The input image 111 to be relearned is unlearned data. Therefore, the feature amount learning unit 34 and the identification learning unit 42 can be prevented from over-learning using already learned data.

[Modifications]

In each of the above-described embodiments, a case where the appearance inspection apparatus 10 or 10A is used for an appearance inspection of a structure in a nuclear power plant has been described. However, the appearance inspection apparatus 10 or 10A can also be used in a hydraulic power plant or a thermal power plant as well as the nuclear power plant, and for railway track maintenance work.

Although the appearance inspection apparatus 10 or 10A has been described as one apparatus, the functional units constituting the appearance inspection apparatus 10 or 10A may be configured as different apparatuses. For example, the defect detection unit 30, the defect identification unit 40, and the annotation unit 5 may be configured as different apparatuses or cloud applications, and an appearance inspection system may be configured by integrating these functional units into one.

Furthermore, the first labeling unit 51 and the second labeling unit 52 included in the annotation unit 5 may be replaced with, for example, a defect determination model subjected to machine learning to operate without an operation performed by the inspector 6.

In addition, by using the appearance inspection apparatus 10A according to the second embodiment, the performances of the defect detection model and the defect identification model may change during the inspection period in which the appearance inspection is performed, and the output results of the models may also change before and after the performance change. Therefore, during the inspection period in which the appearance inspection is performed using the appearance inspection apparatus 10 according to the first embodiment, the execution of the selection step (S14) by the selection unit 60 is awaited. After the inspection period ends, the defect detection model and the defect identification model are progressively trained by executing the selection step (S14) illustrated in FIG. 2. The appearance inspection using the defect detection model and the defect identification model after being retrained may be performed in a place different from the structure for which the appearance inspection has been performed.

Note that it goes without saying that the present invention is not limited to the above-described embodiments, and various other applications and modifications can be taken without departing from the gist of the present invention set forth in the claims.
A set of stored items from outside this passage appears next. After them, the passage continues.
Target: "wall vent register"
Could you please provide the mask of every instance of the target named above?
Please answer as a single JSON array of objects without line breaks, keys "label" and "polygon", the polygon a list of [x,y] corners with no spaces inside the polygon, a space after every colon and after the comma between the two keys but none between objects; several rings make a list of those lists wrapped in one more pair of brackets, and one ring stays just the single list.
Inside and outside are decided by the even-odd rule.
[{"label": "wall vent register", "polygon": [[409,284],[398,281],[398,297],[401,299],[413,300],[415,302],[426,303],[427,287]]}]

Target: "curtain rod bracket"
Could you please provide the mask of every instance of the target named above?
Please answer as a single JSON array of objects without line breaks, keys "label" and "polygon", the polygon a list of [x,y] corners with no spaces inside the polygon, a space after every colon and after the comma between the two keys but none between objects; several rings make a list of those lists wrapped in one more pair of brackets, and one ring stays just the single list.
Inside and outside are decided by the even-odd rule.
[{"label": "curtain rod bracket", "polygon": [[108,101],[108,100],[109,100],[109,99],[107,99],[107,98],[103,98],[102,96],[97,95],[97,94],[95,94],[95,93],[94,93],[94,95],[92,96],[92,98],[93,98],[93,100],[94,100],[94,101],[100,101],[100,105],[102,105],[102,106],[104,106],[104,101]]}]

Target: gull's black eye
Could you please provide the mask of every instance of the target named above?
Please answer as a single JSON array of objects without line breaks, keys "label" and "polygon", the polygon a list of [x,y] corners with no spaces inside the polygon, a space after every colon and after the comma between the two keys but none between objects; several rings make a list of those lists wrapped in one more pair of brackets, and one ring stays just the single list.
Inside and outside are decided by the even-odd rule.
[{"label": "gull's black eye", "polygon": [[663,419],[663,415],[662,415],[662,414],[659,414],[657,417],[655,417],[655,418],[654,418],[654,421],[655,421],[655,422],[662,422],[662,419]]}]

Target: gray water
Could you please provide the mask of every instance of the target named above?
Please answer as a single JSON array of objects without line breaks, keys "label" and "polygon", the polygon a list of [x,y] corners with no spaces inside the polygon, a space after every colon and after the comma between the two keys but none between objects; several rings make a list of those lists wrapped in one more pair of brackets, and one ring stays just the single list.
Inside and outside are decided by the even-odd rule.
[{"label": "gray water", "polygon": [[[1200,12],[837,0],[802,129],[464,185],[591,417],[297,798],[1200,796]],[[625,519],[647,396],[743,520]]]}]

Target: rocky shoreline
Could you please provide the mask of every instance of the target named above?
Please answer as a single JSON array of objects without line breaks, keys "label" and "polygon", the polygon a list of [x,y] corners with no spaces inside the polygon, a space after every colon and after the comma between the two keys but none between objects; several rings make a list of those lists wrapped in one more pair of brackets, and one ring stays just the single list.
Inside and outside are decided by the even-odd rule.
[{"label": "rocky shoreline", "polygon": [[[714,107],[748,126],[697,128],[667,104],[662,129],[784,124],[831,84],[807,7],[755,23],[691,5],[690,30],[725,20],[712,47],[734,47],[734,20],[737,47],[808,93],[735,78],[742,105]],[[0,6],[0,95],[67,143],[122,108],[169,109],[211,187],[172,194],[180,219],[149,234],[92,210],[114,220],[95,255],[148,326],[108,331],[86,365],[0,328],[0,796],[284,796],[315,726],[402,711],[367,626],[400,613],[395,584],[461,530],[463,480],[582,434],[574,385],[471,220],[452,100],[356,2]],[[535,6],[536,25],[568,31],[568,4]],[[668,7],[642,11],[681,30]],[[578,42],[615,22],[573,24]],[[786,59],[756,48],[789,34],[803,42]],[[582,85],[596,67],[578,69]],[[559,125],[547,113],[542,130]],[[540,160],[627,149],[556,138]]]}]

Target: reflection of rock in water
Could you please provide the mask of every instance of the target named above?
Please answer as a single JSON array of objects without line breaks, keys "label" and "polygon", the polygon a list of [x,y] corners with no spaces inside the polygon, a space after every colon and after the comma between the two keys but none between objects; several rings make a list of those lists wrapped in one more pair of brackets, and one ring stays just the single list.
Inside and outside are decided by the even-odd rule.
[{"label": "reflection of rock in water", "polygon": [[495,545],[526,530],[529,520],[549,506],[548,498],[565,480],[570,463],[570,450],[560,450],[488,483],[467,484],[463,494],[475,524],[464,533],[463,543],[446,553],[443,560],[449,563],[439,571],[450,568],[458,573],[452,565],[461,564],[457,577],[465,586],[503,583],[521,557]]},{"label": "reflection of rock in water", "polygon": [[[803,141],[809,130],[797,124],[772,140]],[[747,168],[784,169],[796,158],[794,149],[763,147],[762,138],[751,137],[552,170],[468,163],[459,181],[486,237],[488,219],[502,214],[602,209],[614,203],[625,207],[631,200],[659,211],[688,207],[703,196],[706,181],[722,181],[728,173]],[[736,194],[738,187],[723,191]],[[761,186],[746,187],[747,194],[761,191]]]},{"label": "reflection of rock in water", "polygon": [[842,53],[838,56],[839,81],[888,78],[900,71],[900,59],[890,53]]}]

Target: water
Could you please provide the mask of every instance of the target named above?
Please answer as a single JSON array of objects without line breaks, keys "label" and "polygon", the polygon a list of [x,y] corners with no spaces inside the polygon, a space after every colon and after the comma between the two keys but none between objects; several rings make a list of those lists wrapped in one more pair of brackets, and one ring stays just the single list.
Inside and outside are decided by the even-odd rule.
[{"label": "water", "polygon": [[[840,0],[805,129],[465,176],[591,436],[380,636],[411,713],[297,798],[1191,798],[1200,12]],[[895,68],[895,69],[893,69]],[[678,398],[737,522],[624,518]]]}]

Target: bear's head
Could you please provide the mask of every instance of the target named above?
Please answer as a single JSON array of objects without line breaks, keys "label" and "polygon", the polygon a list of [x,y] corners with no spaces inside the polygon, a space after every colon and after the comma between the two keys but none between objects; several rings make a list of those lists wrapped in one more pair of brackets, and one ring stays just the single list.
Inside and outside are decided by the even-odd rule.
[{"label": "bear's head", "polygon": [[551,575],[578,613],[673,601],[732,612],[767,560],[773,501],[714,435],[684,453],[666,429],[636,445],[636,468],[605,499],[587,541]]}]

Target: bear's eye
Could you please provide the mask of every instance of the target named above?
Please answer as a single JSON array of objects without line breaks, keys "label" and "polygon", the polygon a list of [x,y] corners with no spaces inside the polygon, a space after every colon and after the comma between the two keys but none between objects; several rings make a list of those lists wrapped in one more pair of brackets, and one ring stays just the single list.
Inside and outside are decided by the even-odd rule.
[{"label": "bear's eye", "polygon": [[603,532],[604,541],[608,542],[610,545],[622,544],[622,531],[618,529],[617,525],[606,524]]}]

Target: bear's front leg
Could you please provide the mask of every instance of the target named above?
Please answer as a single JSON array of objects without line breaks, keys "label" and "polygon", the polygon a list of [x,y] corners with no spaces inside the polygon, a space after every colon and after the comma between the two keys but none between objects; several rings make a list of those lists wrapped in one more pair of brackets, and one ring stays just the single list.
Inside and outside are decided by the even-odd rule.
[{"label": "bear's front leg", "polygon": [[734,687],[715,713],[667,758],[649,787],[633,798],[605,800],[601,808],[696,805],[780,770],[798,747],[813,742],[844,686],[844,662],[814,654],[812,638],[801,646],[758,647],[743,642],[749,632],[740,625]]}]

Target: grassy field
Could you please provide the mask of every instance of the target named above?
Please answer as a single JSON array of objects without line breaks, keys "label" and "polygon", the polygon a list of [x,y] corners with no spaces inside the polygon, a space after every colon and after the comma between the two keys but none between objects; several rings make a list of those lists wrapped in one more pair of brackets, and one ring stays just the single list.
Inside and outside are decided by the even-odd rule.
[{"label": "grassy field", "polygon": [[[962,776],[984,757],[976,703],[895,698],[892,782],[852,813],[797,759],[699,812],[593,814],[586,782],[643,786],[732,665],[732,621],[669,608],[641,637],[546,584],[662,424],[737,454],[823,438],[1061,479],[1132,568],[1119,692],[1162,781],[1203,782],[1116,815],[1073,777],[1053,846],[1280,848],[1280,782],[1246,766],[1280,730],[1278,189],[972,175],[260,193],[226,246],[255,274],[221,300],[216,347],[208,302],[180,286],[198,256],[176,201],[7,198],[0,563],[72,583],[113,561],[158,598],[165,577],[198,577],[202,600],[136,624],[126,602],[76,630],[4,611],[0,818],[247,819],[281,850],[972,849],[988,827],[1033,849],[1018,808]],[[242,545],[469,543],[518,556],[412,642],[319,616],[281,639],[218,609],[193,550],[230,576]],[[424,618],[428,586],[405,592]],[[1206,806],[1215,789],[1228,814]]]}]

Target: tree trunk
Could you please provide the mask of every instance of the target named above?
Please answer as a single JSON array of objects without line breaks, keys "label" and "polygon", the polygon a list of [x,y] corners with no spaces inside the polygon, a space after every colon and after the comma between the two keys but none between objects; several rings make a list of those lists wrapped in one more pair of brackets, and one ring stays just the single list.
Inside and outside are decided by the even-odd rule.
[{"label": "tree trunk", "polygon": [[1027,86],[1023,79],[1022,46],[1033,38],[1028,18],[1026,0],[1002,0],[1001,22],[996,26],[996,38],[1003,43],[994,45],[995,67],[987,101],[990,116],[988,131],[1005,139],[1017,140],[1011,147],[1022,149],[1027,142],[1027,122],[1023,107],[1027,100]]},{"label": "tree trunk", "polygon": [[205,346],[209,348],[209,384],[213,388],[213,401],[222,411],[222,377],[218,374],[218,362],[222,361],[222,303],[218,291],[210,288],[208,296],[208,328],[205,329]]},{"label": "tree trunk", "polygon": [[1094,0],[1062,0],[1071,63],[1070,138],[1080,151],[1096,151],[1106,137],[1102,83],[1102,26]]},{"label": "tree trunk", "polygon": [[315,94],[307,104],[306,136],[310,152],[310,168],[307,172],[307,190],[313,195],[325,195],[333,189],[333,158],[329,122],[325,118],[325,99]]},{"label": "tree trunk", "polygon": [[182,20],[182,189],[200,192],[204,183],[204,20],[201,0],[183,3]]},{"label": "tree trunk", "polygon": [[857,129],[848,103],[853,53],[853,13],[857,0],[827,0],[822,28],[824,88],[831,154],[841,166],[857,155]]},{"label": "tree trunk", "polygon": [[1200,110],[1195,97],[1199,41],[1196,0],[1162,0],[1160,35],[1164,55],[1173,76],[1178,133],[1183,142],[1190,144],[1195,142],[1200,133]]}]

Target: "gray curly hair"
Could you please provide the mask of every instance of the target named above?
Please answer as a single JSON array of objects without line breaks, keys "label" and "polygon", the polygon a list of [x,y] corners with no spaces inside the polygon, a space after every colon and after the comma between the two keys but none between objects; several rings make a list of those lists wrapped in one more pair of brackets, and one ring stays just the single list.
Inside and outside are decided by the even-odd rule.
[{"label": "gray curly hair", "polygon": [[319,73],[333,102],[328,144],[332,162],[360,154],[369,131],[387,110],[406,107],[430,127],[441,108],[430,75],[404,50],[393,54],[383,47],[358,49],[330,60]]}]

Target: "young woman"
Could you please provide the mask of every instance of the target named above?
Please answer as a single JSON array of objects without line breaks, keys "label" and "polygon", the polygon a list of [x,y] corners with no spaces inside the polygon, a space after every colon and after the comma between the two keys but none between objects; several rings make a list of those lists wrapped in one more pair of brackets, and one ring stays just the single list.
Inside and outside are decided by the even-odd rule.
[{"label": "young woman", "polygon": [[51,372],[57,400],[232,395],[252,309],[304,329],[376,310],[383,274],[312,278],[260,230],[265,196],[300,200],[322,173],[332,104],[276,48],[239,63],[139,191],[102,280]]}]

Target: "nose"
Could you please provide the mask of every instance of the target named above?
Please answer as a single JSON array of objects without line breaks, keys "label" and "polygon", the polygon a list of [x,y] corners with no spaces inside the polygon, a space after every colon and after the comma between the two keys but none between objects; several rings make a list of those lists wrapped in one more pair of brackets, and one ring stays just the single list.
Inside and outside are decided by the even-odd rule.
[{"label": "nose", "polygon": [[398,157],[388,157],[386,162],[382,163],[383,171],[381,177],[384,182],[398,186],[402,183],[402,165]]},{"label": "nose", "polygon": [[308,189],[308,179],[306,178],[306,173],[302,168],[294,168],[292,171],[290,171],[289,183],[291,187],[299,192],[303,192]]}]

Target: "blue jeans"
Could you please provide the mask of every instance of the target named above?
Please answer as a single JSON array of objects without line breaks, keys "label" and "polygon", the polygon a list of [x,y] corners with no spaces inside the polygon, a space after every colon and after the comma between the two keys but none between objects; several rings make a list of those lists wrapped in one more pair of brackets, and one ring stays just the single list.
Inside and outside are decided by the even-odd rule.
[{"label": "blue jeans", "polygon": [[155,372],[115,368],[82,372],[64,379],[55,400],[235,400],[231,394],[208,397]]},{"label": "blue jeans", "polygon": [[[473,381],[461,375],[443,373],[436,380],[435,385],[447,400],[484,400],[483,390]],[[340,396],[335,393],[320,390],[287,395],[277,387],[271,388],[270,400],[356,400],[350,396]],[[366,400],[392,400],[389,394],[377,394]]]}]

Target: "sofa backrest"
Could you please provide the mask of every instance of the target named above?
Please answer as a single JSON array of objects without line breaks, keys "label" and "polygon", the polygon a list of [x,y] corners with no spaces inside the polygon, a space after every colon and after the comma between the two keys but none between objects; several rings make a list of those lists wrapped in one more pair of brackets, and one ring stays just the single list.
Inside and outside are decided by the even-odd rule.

For example, the above-described embodiments describe the configurations of the apparatus and the system in detail and specifically in order to explain the present invention in an easy-to-understand manner, and are not necessarily limited to those having all the configurations described above. In addition, a part of the configuration of one embodiment described here can be replaced with the configuration of another embodiment, and furthermore, the configuration of one embodiment can be added to the configuration of another embodiment. In addition, other configurations may be added to, deleted from, or substituted for a part of the configuration of each of the embodiments.

In addition, control lines and information lines considered necessary for explanation are shown, and not all control lines and information lines on a product are necessarily shown. In practice, it may be considered that almost all the configurations are connected to each other.